Com inflação ainda moderada e melhores condições de emprego, o consumidor poderá ter um fim de ano mais folgado, ou menos apertado, que o de 2016. Se isso se confirmar, comércio e indústria poderão entrar no próximo ano com estoques moderados, talvez baixos, e também esse detalhe contribuirá para manter a economia animada nos primeiros meses de 2018. A evolução do cenário político até o recesso do Parlamento, em dezembro, poderá, é claro, derrubar qualquer prognóstico otimista, mas, por enquanto, os números permitem alguma animação. A inflação oficial acumulada no ano ficou em 2,21% até outubro, a menor taxa para esses dez meses desde 1998, quando bateu em 1,44%. O total contabilizado em 12 meses passou de 2,54% em setembro para 2,70%, mas permaneceu abaixo do limite inferior de tolerância. A meta do ano é 4,5%, com margem de variação permitida de 1,5 ponto porcentual para cima e para baixo.

No fim do ano, segundo especialistas, a inflação medida pelo Índice de Preços ao Consumidor Amplo (IPCA) poderá estar em 3% ou pouco acima – dentro, portanto, do espaço de tolerância. Se essa estimativa estiver correta, o presidente do Banco Central (BC), Ilan Goldfajn, será poupado de uma estranha obrigação: explicar em carta ao ministro da Fazenda por que a inflação ficou abaixo do limite inferior fixado pelo Conselho Monetário Nacional (CMN). Não há, de toda forma, expectativa de grandes pressões neste fim de ano, exceto por novo aumento da conta de eletricidade. A alta das tarifas de energia elétrica e a do preço do gás em botijão foram as causas principais do aumento do indicador no mês passado. O grupo Habitação, onde esses dois itens são incluídos, subiu 1,33%, com impacto de 0,21 ponto na composição do aumento geral do IPCA, 0,42%. Chuvas insuficientes e oscilações no mercado internacional de petróleo e gás são as explicações dessas altas. Medido pelo Índice Nacional de Preços ao Consumidor (INPC), válido para as famílias com renda mensal de um a cinco salários mínimos, o aumento de preços continuou mais moderado que o do IPCA, apontando um desafogo maior para os grupos de orçamento mais limitado. A alta mensal ficou em 0,37%. A variação acumulada em 12 meses passou de 1,63% em setembro para 1,83% em outubro, mantendo-se, apesar da aceleração, num ritmo raramente observado no País.

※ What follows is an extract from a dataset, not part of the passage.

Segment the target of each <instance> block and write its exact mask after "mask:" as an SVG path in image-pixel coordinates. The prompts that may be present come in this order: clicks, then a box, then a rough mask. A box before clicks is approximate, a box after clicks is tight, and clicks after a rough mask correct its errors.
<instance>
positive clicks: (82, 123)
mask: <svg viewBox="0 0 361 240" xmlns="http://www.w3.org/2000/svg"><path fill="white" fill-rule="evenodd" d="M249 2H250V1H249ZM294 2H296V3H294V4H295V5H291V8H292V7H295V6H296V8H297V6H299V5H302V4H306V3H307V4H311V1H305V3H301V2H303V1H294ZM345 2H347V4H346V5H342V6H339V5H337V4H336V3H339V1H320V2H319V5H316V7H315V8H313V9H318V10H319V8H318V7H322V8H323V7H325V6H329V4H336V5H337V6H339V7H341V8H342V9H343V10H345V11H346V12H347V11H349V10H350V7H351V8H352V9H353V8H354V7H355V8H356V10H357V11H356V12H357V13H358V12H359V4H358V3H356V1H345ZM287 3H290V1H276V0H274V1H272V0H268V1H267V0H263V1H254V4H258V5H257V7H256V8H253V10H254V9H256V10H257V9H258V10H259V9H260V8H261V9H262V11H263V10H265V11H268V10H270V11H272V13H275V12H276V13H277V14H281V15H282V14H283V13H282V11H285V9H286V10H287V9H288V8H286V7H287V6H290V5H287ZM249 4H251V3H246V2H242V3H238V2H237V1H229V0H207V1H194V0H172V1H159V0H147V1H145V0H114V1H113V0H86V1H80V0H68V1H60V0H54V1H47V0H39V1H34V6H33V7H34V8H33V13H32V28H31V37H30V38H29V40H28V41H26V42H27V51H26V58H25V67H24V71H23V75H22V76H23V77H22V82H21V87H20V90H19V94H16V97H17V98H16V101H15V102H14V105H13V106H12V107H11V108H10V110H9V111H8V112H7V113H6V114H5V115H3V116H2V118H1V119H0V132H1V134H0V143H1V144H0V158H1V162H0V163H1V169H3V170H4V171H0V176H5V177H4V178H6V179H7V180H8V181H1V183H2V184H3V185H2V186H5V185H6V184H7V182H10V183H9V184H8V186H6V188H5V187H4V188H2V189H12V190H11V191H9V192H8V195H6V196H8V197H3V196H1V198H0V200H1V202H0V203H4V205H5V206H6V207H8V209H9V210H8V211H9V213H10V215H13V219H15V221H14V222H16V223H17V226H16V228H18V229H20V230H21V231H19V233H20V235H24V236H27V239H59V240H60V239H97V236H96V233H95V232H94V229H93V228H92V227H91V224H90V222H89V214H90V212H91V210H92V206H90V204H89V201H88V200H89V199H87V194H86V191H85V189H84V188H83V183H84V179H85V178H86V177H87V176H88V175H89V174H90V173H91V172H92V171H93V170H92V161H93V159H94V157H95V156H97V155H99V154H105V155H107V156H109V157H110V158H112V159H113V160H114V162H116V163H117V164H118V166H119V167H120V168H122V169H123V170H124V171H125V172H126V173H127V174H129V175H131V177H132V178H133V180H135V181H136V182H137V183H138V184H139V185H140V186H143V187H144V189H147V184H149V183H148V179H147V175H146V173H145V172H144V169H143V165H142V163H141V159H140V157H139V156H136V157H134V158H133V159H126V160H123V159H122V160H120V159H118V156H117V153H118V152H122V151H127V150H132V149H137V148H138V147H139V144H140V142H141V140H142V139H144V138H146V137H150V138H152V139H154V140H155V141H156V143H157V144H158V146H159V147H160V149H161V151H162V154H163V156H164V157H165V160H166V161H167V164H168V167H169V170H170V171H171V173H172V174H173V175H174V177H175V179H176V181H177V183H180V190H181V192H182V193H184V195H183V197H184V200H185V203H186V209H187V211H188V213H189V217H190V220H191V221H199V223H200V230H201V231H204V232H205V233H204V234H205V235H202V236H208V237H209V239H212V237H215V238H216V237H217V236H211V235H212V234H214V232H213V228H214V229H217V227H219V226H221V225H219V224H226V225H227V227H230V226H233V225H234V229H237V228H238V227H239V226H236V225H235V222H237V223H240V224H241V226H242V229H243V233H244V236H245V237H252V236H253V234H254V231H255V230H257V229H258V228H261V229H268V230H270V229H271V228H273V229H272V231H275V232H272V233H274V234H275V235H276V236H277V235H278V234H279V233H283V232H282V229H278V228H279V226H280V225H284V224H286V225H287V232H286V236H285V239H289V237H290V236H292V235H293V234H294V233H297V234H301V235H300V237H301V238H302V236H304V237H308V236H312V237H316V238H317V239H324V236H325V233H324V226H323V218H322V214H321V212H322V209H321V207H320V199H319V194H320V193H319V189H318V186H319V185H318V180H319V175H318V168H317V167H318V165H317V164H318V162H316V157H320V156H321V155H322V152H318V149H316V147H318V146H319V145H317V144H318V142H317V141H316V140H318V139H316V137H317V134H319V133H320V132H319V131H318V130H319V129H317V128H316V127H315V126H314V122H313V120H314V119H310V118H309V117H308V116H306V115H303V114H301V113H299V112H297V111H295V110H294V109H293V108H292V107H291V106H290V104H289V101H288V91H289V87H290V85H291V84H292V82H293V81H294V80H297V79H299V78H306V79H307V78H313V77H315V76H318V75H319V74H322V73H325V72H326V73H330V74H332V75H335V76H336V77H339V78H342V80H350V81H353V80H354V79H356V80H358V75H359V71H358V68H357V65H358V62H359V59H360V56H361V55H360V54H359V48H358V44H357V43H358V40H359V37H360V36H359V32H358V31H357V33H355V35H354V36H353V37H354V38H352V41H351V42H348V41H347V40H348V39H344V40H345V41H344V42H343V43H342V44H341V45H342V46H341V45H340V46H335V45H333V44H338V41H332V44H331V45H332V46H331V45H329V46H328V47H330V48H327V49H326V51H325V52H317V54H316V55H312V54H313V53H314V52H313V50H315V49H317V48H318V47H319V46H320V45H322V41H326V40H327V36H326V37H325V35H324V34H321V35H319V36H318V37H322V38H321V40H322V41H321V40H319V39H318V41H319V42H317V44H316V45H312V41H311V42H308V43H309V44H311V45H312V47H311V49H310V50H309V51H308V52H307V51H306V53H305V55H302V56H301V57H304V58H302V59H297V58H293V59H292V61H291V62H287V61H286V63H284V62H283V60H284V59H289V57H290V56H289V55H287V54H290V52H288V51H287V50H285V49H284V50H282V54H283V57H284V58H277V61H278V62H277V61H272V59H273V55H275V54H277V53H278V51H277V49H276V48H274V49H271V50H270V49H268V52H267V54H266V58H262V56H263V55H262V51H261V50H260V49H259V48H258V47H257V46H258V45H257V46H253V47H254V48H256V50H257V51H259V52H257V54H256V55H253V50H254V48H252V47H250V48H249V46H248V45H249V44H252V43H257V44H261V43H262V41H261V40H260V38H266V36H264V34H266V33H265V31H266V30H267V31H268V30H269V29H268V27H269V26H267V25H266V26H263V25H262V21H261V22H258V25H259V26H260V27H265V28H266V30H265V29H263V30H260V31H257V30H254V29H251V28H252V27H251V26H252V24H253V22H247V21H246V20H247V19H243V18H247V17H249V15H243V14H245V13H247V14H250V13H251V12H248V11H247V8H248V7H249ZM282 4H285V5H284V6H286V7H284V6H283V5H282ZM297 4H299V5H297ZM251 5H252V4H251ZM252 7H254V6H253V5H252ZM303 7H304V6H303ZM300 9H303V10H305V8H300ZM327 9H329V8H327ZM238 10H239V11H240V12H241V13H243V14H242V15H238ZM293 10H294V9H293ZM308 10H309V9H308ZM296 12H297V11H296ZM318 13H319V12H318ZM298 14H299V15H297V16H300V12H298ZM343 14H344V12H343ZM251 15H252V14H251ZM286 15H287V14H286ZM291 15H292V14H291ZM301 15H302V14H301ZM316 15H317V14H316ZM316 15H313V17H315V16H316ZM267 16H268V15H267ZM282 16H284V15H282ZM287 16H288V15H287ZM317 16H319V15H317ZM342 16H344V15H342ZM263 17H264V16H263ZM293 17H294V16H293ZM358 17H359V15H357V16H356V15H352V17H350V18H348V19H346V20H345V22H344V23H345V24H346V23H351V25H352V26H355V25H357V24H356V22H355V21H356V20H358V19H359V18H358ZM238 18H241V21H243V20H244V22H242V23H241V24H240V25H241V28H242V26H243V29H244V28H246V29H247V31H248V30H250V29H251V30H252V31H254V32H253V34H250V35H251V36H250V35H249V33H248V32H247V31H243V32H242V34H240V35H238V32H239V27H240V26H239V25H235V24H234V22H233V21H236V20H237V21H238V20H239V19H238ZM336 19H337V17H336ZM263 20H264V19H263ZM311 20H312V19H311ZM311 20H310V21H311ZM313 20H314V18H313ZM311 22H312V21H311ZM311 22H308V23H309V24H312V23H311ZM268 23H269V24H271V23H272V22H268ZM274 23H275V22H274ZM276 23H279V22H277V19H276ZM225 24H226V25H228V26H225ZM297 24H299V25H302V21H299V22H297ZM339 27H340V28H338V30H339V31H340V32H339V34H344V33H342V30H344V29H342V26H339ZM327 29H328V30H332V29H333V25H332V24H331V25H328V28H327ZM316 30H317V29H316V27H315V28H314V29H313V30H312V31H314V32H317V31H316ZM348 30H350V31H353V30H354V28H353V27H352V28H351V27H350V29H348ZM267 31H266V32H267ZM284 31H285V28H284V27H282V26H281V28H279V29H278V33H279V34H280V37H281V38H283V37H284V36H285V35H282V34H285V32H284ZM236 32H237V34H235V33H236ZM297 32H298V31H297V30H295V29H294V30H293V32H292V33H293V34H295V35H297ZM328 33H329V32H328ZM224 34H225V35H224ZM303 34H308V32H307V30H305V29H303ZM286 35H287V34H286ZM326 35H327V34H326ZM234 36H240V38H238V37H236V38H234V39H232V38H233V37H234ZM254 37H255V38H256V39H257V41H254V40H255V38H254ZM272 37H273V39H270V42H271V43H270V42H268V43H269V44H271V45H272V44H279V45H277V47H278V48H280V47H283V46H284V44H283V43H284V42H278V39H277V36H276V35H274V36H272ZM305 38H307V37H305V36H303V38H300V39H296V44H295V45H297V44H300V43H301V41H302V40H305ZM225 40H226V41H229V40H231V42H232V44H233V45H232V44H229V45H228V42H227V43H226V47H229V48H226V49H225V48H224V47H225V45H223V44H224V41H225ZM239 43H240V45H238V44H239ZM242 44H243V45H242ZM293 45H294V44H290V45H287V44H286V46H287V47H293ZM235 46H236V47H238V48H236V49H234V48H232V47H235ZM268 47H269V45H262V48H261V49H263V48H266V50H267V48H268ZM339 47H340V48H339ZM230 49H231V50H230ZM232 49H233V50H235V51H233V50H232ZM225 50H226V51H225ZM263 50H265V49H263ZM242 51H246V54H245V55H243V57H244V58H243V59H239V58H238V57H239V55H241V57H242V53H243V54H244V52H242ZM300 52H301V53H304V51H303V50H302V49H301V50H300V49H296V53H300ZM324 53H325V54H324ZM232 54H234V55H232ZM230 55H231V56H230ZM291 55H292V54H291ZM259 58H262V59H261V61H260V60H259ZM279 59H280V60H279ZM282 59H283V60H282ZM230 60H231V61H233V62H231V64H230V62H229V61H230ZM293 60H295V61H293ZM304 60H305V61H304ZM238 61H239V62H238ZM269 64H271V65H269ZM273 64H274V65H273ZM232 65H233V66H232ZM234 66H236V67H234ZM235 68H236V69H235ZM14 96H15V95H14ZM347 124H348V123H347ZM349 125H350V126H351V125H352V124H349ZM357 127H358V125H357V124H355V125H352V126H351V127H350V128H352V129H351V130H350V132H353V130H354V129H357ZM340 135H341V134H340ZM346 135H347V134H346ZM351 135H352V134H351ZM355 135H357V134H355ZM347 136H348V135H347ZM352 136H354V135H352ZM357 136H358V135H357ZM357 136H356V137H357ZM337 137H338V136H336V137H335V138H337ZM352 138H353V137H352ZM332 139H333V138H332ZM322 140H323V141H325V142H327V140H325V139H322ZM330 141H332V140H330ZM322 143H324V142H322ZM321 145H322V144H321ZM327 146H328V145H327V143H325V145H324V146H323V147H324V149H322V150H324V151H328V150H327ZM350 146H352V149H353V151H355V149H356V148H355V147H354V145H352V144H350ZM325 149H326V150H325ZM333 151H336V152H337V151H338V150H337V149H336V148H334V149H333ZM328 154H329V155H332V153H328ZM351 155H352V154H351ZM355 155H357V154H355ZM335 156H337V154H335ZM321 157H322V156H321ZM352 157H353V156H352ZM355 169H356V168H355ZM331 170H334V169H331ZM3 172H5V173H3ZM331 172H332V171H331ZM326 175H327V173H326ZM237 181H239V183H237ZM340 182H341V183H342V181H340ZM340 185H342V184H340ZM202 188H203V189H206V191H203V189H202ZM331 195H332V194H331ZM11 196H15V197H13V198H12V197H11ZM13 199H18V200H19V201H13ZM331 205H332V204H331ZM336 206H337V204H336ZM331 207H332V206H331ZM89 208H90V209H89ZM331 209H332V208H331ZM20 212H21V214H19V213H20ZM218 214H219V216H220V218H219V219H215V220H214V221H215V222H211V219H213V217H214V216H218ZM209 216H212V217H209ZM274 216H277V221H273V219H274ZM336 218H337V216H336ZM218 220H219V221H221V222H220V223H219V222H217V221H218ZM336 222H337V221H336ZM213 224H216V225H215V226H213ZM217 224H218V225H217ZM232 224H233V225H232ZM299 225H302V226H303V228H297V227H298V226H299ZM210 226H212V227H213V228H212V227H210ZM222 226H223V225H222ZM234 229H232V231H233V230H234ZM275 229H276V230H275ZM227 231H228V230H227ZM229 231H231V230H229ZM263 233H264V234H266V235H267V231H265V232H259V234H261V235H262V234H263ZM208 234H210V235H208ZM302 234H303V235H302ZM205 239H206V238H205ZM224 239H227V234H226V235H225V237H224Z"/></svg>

Ainda muito afetadas pelo desemprego, as famílias de renda baixa têm sido pelo menos beneficiadas por uma evolução menos maligna dos preços. Como a inflação razoavelmente contida tem facilitado o consumo e criado condições para a produção e para as contratações de pessoal, a política anti-inflacionária tem beneficiado os trabalhadores de duas formas: 1) com menor alta de preços, a erosão da renda real é mais moderada e, atualmente, muito menos sensível; 2) gerando menos entraves ao funcionamento da economia, a inflação facilita a reativação e a geração de oportunidades.

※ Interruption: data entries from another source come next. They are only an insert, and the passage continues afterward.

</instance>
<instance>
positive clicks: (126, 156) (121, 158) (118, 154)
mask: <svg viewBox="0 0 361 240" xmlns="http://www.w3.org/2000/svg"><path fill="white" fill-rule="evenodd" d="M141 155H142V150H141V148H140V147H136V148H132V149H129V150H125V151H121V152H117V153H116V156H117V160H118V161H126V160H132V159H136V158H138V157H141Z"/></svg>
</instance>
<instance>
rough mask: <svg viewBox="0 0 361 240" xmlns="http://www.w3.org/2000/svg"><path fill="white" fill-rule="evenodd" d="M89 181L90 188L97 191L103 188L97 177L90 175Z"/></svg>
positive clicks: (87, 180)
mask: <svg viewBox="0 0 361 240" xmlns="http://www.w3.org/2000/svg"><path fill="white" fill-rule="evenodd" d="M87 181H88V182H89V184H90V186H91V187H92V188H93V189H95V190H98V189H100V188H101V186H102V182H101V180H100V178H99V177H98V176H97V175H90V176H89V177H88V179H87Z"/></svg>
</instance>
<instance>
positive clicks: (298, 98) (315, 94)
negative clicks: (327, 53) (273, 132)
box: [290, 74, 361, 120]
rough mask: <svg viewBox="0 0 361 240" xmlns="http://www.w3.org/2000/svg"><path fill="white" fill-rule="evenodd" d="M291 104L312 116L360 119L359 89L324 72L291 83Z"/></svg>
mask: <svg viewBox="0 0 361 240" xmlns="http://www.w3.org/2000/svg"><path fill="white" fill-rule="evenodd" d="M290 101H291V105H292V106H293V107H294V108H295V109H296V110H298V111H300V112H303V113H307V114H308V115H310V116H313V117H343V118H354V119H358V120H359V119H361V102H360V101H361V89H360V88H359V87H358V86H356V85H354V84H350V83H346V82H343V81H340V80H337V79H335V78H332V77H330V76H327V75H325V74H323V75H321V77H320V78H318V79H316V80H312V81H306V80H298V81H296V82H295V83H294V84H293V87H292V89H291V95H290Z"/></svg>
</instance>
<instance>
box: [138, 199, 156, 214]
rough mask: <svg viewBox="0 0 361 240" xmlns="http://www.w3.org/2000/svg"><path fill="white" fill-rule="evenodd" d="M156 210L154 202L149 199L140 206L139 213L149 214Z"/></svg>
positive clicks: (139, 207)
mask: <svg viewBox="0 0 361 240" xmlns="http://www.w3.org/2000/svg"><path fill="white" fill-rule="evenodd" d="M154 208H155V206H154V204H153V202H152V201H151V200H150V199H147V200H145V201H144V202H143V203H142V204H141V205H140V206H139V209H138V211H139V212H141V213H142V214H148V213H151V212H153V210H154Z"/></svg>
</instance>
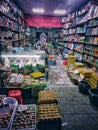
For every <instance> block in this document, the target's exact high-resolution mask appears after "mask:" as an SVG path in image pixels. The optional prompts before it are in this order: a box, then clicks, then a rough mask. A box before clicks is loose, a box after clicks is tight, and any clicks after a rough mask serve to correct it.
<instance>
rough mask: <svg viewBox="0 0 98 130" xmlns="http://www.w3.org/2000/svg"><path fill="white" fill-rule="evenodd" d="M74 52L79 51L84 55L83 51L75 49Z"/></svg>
mask: <svg viewBox="0 0 98 130" xmlns="http://www.w3.org/2000/svg"><path fill="white" fill-rule="evenodd" d="M73 50H74V51H77V52H79V53H83V51H80V50H77V49H73Z"/></svg>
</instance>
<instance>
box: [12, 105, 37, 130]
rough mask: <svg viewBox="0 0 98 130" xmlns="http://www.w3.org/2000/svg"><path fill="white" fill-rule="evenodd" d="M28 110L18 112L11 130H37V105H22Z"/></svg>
mask: <svg viewBox="0 0 98 130" xmlns="http://www.w3.org/2000/svg"><path fill="white" fill-rule="evenodd" d="M22 106H23V107H24V108H25V106H26V107H27V109H26V110H23V111H19V110H18V109H19V107H18V109H17V111H16V114H15V117H14V121H13V125H12V129H11V130H35V129H36V105H35V104H30V105H22Z"/></svg>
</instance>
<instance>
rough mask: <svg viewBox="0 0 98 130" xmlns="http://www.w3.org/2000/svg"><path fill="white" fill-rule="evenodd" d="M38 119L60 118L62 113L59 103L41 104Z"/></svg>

Mais uma vez, portanto, os fatos desmentem os defensores da tolerância à inflação e também aqueles propensos à contenção dos índices por meio da intervenção política na formação de preços. Em tempos muito recentes, tolerância inflacionária e interferência nos preços prejudicaram o funcionamento da economia, agravaram o desarranjo dos preços e impuseram enormes perdas ao Tesouro, a empresas e aos trabalhadores. Ninguém deveria esquecer, entre outros desastres, as grandes perdas impostas à Petrobrás e a empresas do setor elétrico pela política de preços da administração petista. Especialistas projetam para o próximo ano pouco mais de 4% de alta para o IPCA, em consequência principalmente de uma acomodação de preços, depois de um período de forte contenção. Dificilmente haverá condições, nesse caso, para juros básicos abaixo de 7%, nível previsto para o fim deste ano. Mas a taxa real de juros, de toda forma, estará consideravelmente reduzida. Novos cortes da inflação nos próximos anos dependerão principalmente do reequilíbrio das contas públicas e, portanto, da aprovação de reformas.